What FDA clearances does Sofwave hold?

Sofwave has primary FDA 510(k) clearances for lifting the lax submentum, neck, and eyebrow (K183303), improvement of facial lines and wrinkles (K203567), and short-term improvement of the appearance of cellulite (K212867). Korean clinical use operates under Korean Ministry of Food and Drug Safety platform registration, which patients can verify with their treating clinic.

How long does a Sofwave face-and-neck session take?

The handpiece-on-skin time is typically 25 to 35 minutes; total clinic-room time including consultation, photography, topical anaesthetic, and post-treatment debrief lands at 90 to 120 minutes. The session is meaningfully shorter than a typical Ultherapy PRIME face-and-neck protocol, which commonly runs 60 to 90 minutes of handpiece time.

How deep does Sofwave penetrate the skin?

Approximately 1.5 millimetres into the mid-dermis. This is meaningfully shallower than Ultherapy's 4.5 millimetre SMAS-level targeting and meaningfully deeper than the upper-papillary-dermis zones reached by fractional non-ablative lasers. The depth choice is what gives Sofwave its dermal-quality clinical signature.

Does Sofwave work for all skin types?

Sofwave's published clinical evidence covers Fitzpatrick I through VI skin types, which spans the full range of ASEAN-region complexions. The platform's bulk-heating mechanism — as distinct from chromophore-targeted laser energy — means melanin-pigmentation interaction is minimal and the post-inflammatory hyperpigmentation risk that complicates some laser platforms in Fitzpatrick IV-VI skin is not the same concern with Sofwave.

Is Sofwave a substitute for a surgical facelift?

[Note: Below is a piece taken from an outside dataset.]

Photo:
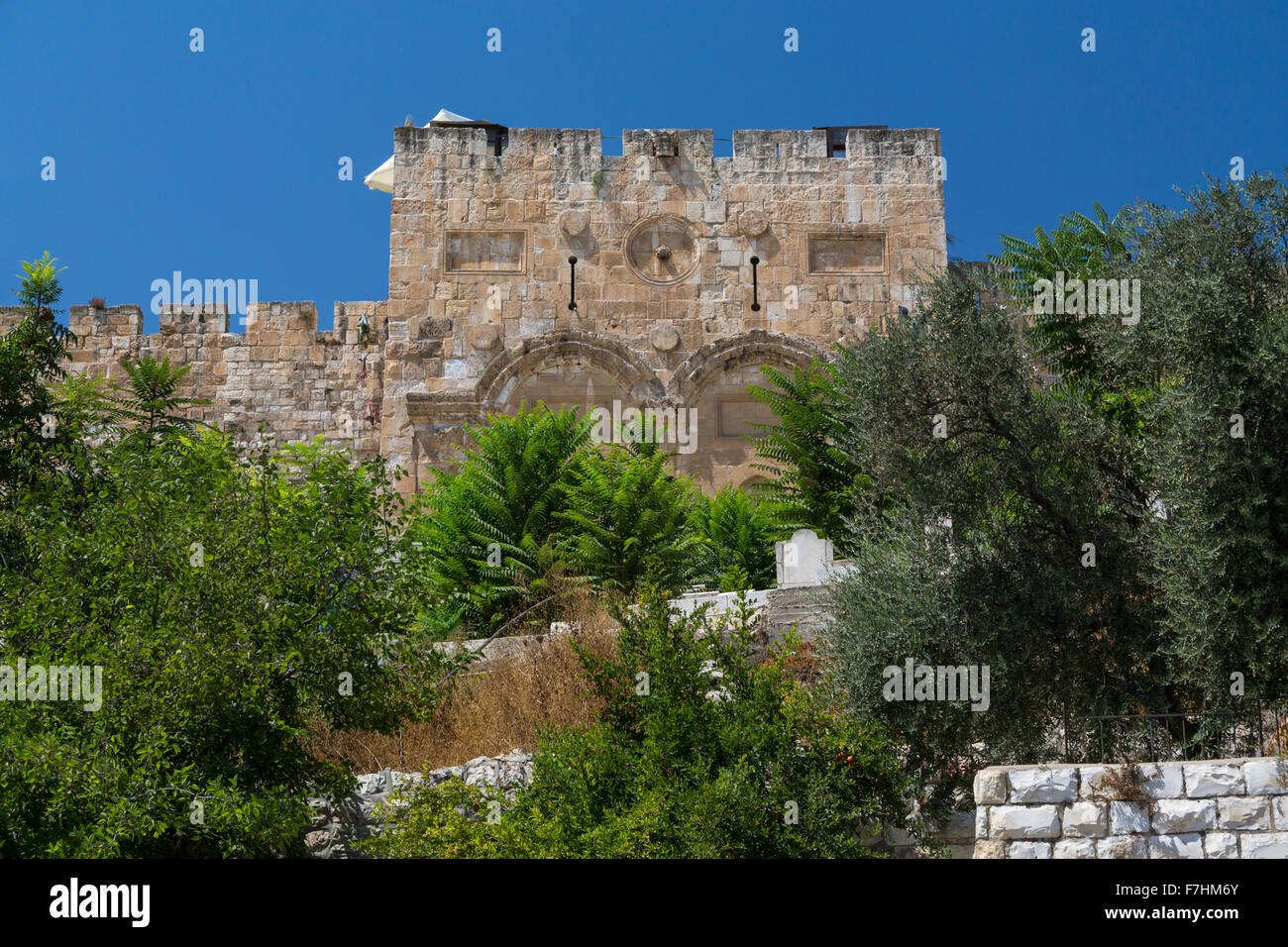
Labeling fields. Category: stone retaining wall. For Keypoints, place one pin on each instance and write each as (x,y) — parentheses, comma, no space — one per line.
(1235,808)
(338,825)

No. Sofwave produces dermal-quality remodelling and modest tightening, not structural elevation. Patients with significant SMAS-level laxity, jowl descent, or volume loss should not expect Sofwave to substitute for surgical work. The platform sits in the early-to-moderate laxity category and disappoints reliably when chosen against severe ptosis.

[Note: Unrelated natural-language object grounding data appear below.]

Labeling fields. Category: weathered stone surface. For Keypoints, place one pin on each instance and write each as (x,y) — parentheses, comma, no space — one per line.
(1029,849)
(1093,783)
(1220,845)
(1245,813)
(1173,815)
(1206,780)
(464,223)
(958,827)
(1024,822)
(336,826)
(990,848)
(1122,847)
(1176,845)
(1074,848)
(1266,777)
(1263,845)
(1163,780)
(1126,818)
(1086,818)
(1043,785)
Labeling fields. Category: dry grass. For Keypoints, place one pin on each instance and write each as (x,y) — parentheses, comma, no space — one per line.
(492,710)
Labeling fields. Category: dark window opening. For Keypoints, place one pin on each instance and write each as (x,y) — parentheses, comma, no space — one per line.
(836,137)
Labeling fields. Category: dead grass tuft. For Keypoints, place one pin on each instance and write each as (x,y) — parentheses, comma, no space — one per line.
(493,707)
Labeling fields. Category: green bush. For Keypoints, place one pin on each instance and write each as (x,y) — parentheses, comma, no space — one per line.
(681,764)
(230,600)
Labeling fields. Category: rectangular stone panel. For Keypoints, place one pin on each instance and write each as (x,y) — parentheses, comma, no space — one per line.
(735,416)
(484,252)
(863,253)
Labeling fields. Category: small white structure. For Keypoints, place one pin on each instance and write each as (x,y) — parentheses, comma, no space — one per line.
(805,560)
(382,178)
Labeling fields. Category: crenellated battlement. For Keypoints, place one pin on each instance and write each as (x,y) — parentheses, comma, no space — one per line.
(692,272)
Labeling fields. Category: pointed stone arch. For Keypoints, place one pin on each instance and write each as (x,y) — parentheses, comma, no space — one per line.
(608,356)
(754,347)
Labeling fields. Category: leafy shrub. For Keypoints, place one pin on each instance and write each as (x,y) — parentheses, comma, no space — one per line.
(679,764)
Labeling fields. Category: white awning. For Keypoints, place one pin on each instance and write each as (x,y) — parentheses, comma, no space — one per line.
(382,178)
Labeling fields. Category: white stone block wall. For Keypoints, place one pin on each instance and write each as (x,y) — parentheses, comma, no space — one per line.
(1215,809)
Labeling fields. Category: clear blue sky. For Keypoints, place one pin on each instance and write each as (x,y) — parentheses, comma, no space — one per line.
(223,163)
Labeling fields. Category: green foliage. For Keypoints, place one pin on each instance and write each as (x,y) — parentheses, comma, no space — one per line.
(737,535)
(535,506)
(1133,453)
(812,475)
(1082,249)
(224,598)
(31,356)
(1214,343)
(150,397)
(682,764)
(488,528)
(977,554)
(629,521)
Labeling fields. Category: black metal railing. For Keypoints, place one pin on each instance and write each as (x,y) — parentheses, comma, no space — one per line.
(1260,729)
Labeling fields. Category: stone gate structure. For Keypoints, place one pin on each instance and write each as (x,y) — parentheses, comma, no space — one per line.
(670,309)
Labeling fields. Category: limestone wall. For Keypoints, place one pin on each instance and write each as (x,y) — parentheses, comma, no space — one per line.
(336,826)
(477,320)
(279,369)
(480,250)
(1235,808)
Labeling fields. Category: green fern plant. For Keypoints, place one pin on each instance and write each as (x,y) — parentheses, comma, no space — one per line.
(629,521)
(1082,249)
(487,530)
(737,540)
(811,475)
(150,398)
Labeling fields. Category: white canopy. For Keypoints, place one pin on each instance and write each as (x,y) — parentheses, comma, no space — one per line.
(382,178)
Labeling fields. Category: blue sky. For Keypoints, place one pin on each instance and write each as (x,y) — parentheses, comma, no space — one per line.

How long does the Sofwave result last?

The dermal-quality and tightening response develops over three to six months and persists for twelve to eighteen months in most patients. Annual maintenance treatment is the typical Korean-clinic protocol for patients building Sofwave into a longer-term programme. Aging continues; the platform does not stop the underlying laxity progression.

Can I verify that a Korean clinic operates an authentic Sofwave device?

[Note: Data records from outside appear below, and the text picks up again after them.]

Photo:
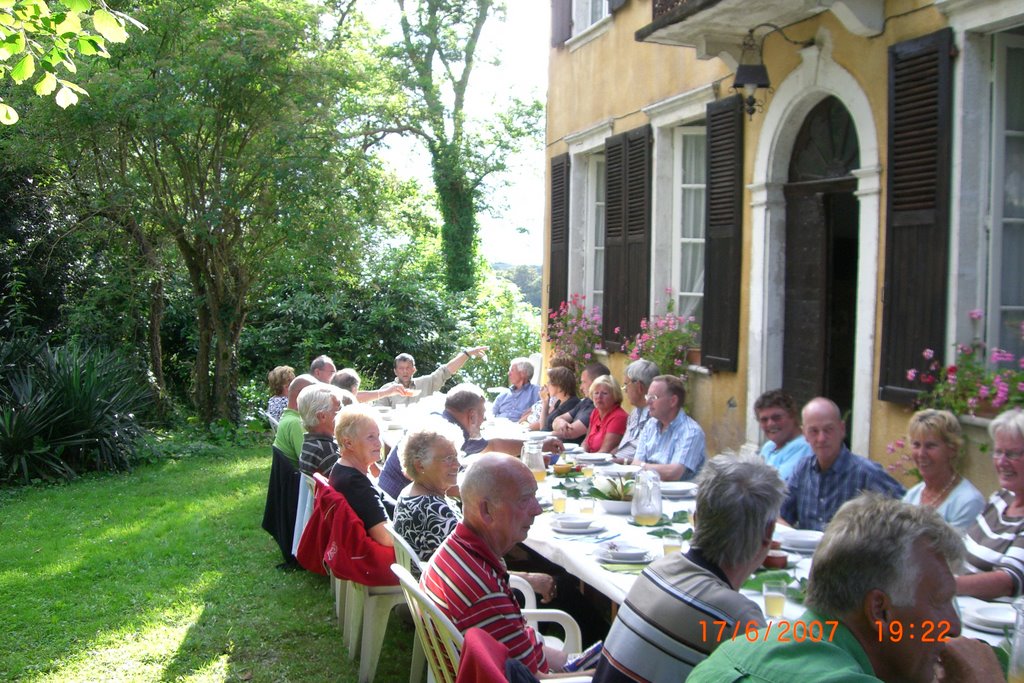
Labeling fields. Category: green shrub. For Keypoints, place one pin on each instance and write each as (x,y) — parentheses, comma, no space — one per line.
(67,411)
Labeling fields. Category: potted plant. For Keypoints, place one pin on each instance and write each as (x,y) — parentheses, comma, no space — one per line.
(976,383)
(670,341)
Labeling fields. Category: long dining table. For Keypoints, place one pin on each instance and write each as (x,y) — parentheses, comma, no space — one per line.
(578,554)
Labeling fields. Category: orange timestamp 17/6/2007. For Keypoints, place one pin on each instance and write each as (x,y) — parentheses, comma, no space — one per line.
(784,632)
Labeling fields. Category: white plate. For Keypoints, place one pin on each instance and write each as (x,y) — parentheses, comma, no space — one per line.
(622,552)
(613,471)
(574,521)
(593,528)
(603,556)
(801,540)
(994,616)
(594,457)
(678,489)
(616,507)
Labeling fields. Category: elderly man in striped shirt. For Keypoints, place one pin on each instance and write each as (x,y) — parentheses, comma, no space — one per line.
(467,577)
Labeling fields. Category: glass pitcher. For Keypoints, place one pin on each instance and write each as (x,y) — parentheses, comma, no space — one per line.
(534,458)
(1015,672)
(646,505)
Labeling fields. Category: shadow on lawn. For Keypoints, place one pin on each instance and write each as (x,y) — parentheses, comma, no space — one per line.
(165,574)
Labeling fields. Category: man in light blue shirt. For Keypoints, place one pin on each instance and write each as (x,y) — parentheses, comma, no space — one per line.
(521,394)
(672,443)
(776,413)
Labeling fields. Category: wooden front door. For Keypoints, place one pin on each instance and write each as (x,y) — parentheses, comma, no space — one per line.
(822,216)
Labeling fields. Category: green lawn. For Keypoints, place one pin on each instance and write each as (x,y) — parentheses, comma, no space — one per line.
(165,574)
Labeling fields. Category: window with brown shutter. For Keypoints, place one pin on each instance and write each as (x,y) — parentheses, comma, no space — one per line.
(558,268)
(627,241)
(723,239)
(918,216)
(561,22)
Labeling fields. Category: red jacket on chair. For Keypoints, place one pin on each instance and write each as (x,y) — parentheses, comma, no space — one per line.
(336,538)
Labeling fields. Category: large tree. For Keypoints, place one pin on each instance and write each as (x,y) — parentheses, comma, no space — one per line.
(434,63)
(221,134)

Yes. The Sofwave Medical authorised-provider directory at sofwave.com publishes a verifiable global list of clinics operating registered Sofwave devices. Cross-checking the clinic's claim against the manufacturer's directory is a small step that prevents the issue of clinics marketing 'Sofwave-equivalent' or 'parallel-beam ultrasound' platforms that are not in fact Sofwave hardware.